We have two occupational therapists at the school. Much emphasis is placed on sensory modulation. We have a state of the art sensory modulation room. We strive to have a good understanding of the sensory needs of each of our learners. Relevant staff members are involved to deliver a sensory diet driven by the child’s needs.
Occupational therapy is offered to address perceptual and motor difficulties of our learners. A role sharing model whereby other staff work under supervision of our therapists, is followed as the case load is too high to otherwise deliver an effective service. The occupational therapists play a pivotal role in the vocational phase, activities of daily living and after school placement of learners.
A corner stone element in our learning programme delivery is the use of alternative and augmentative communication (AAC) systems. Our staff are the leaders in our country in the use of PECS and Makaton. PECS is used to augment and support communication of the learners. Makaton is used to augment the communication of staff and parents. Our two speech therapists are committed to support parents and staff to implement PECS and Makaton across the day. We acknowledge that most learners with autism prefer the visual over verbal modality for learning. We are continually making efforts to create a visually explicit school environment that will enhance clear communication. The speech therapists are very much involved in the social skills aspect of learning programme delivery. The philosophy is to develop communication and social skills within context. Often the therapists will offer support and expert guidance in the classroom or other environments.
The teachers and teacher assistants are involved in occupational and speech interventions.
Individual therapy (both speech and occupational) is only offered in exceptional instances by senior university students under supervision.
We provide a variety of opportunities to foster health and well-being for our learners and staff. Regular physical development lessons, bicycle riding on a specially constructed track with real life traffic signs , judo, swimming, horse riding (on a rotational basis) and training in our school gym are some activities offered. A selected group of senior learners attend the local Virgin Active gym on a weekly basis. Structured physical education lessons, pitched at the level and aimed at the needs of our learners are presented.

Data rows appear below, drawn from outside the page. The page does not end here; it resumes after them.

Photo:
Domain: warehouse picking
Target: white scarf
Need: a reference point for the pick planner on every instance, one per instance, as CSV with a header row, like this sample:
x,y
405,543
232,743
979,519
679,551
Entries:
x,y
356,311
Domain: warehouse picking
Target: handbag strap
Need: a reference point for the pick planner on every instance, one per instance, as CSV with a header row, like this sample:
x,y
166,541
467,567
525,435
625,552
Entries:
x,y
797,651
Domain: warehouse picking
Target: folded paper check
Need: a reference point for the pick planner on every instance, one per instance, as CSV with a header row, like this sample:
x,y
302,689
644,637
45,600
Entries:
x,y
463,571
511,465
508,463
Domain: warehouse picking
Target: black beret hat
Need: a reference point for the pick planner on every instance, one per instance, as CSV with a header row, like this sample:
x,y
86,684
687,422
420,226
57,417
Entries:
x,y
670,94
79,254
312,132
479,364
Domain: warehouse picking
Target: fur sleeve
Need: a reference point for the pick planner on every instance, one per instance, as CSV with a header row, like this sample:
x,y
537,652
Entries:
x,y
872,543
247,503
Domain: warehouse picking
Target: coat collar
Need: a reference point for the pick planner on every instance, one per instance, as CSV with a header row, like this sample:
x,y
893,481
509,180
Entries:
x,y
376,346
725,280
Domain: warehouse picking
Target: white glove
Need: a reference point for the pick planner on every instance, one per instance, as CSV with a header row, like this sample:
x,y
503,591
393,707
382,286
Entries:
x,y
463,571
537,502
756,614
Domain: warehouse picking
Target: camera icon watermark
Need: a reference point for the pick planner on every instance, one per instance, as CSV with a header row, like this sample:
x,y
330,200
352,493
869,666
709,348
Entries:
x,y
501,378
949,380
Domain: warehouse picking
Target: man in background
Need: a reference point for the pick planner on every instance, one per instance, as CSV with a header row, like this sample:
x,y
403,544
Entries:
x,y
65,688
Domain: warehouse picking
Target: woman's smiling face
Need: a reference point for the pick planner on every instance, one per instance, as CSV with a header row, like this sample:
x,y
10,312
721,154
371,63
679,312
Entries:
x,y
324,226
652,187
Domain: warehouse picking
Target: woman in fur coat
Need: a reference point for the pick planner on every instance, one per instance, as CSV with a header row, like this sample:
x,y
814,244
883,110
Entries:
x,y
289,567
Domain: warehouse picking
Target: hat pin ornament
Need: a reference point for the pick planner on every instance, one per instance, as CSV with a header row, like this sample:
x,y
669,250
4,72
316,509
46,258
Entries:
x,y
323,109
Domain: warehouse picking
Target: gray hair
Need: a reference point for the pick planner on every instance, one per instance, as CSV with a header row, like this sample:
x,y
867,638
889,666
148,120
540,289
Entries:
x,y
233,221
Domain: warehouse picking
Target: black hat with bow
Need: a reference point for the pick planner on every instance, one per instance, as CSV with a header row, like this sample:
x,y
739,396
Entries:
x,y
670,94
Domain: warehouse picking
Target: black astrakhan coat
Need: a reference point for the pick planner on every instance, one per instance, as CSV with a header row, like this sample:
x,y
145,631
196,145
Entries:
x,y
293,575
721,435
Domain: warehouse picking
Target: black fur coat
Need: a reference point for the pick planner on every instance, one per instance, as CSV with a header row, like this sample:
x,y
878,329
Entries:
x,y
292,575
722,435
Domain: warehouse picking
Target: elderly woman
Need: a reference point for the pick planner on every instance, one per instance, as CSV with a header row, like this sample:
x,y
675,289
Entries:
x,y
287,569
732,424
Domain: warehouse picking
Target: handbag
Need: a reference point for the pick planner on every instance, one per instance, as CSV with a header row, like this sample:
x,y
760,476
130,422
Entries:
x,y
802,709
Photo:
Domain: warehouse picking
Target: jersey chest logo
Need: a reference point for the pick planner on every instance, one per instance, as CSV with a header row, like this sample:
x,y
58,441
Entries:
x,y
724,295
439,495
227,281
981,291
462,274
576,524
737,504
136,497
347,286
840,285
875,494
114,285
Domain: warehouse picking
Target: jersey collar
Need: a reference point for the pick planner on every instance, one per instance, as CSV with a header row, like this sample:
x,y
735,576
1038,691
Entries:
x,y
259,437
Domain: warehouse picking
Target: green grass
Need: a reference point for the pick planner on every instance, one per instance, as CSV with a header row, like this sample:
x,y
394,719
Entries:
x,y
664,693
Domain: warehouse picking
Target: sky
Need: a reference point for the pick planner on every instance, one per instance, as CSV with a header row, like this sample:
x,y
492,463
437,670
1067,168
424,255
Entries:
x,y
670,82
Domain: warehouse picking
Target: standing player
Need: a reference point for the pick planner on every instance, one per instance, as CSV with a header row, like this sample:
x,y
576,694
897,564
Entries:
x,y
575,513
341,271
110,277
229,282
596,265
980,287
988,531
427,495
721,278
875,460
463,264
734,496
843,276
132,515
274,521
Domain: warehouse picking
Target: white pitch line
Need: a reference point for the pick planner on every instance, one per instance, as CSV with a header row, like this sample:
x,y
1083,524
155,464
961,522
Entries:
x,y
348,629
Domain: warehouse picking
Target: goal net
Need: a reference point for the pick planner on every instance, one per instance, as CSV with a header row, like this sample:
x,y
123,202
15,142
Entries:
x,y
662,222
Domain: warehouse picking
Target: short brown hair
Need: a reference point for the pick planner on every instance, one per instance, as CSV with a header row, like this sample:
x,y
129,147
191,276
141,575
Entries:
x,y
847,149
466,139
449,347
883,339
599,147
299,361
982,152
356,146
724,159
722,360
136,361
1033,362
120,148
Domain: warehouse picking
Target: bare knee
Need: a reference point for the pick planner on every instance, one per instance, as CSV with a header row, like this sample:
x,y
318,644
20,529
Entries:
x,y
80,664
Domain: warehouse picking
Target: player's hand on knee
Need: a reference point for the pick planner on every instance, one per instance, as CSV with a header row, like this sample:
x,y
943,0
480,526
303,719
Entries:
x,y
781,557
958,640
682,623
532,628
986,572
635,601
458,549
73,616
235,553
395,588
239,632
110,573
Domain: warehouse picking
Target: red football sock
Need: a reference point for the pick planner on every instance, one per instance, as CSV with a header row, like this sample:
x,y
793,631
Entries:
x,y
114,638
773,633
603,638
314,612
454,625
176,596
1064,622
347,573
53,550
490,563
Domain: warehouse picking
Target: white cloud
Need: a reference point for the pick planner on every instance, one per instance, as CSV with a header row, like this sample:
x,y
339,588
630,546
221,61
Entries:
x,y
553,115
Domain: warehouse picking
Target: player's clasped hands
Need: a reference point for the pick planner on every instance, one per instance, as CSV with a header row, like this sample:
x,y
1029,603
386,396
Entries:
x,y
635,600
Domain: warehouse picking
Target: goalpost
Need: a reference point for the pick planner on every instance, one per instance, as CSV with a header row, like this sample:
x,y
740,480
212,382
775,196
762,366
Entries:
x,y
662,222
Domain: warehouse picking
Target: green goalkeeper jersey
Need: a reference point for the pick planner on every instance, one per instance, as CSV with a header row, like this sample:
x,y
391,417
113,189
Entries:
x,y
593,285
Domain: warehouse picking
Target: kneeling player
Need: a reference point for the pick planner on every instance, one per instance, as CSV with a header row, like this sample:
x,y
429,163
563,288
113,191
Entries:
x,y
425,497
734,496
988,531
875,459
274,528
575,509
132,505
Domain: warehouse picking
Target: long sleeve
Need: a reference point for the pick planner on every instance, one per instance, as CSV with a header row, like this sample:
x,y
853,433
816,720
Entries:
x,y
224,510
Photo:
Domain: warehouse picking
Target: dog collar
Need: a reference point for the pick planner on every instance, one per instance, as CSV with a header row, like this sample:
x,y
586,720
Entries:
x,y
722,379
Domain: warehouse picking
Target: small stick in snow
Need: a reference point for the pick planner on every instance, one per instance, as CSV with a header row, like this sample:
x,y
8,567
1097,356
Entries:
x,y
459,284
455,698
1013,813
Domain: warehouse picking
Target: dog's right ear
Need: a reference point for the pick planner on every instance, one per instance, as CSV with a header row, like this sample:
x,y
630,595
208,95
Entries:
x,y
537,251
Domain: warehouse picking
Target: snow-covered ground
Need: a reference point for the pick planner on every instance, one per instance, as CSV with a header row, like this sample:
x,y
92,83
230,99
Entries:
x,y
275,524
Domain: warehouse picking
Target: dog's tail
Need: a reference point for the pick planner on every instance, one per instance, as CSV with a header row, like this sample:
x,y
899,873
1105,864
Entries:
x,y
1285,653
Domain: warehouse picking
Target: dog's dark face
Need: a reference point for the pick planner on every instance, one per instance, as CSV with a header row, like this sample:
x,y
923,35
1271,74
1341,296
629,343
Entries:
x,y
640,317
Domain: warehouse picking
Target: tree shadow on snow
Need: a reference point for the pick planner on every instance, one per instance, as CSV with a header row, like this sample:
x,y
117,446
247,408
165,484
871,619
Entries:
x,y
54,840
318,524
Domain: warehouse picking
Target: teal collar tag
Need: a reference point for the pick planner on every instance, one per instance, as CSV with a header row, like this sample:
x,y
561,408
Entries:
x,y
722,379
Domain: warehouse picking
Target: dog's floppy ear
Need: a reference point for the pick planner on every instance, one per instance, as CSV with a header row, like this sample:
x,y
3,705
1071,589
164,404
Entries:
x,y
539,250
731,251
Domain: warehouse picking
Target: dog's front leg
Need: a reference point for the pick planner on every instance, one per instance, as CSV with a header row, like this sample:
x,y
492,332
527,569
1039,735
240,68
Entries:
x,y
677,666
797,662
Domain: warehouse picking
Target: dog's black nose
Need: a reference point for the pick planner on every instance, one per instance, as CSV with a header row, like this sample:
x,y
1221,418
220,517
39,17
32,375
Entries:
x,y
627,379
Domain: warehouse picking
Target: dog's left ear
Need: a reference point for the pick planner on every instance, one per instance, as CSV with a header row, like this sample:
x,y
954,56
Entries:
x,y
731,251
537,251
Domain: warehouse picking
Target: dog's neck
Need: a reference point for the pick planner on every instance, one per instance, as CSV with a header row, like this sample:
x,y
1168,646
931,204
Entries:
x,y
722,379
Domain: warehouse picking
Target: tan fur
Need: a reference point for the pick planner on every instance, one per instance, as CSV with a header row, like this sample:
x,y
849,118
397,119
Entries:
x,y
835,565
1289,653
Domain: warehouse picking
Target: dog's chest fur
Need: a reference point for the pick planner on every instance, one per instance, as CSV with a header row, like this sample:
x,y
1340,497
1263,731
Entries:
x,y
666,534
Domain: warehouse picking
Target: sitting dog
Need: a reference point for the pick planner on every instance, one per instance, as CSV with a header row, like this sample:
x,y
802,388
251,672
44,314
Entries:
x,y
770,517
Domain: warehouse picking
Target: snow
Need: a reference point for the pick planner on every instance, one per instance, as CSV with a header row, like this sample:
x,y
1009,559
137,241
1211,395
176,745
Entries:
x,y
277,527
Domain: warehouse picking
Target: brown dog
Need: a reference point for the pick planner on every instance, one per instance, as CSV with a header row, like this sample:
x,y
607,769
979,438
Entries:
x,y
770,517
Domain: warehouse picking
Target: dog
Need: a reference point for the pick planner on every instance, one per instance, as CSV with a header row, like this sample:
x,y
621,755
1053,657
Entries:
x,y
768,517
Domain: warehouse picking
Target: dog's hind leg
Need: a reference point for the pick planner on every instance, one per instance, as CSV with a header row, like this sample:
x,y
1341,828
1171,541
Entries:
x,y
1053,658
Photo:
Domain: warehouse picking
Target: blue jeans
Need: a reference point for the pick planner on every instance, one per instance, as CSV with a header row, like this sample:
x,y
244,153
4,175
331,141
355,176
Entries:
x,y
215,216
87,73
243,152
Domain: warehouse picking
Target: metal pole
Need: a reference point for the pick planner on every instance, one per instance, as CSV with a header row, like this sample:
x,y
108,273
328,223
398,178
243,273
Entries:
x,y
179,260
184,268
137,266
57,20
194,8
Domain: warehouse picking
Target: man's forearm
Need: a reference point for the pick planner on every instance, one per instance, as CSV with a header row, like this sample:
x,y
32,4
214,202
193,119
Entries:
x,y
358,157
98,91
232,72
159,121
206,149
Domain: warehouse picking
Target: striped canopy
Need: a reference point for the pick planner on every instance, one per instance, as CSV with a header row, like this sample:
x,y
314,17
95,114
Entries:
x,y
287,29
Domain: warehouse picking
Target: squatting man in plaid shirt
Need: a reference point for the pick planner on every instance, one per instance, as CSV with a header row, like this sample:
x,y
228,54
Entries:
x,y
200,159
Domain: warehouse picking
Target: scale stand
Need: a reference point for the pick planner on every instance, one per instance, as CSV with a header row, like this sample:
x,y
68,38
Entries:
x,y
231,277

We have a beautiful labyrinth in our main quad to stimulate the relaxation response. Music plays an integral part in the learning programme. We have a collection of drums that most of our learners enjoy playing. There is much singing throughout the day. Eurhythmy lessons to live piano accompaniment are offered weekly.
Sexuality education takes a high priority and is presented in a structured way throughout the year. Teachers are empowered to deliver the programme on a needs basis and in an age appropriate way. Parents give informed consent and are offered guidance to fulfill their responsibility with regard to this aspect of their child’s development.
As part of our social learning area learning programme, we have regular outings to everyday places and places of special interest. Socially acceptable behaviour is taught in context. We use persona dolls, puppets and social stories to support learning.